Procrastination is not only a form of self-sabotage, it is also a major source of stress.  As you probably know, stress is damaging both physically and mentally. If procrastination is stressful and ultimately damaging, then why do we do it?  The obvious benefit is that we can put off an unpleasant task until some later time. Hidden benefits of procrastination exist as well. These include being able to get back at people who are making demands on us, being able to avoid unpleasant tasks, and perhaps getting to feel special by not working as hard as our subordinates.

Steps to Stop Procrastinating. Procrastination is an intentional choice. Because we have made a choice to procrastinate, we can also make a choice to stop procrastinating. The following suggestions can help us get started on those tasks we put off.

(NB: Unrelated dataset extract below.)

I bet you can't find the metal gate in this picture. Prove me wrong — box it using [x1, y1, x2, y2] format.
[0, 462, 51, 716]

• Get  going on the task.  Don’t wait for motivation to appear on its own, as if by magic. When you get started with a task or project, the motivation will begin to come to you.  It doesn’t take long to get on a roll, or get up the momentum, to keep going and complete the task.

• Make a plan.  It is easier to say to ourselves that we will get a task started “one of these days” than it is to actually begin the task. Instead of putting it off, make a plan. When will you start it? Today? At what time? What pieces of the project will you do today? How much time will you spend today on each part that you’ve planned for today?

• Reduce the task to smaller components.  Break big projects or jobs down into smaller parts. Start with, say, 30 minutes of work on a project before switching to something else. You don’t need to do it all at once. When you look at a task in its entirety, chances are you may feel too overwhelmed to get started. Plan the smaller piece you will do today, finish that part, and then you can decide either to quit for the day, or go ahead and work on another part.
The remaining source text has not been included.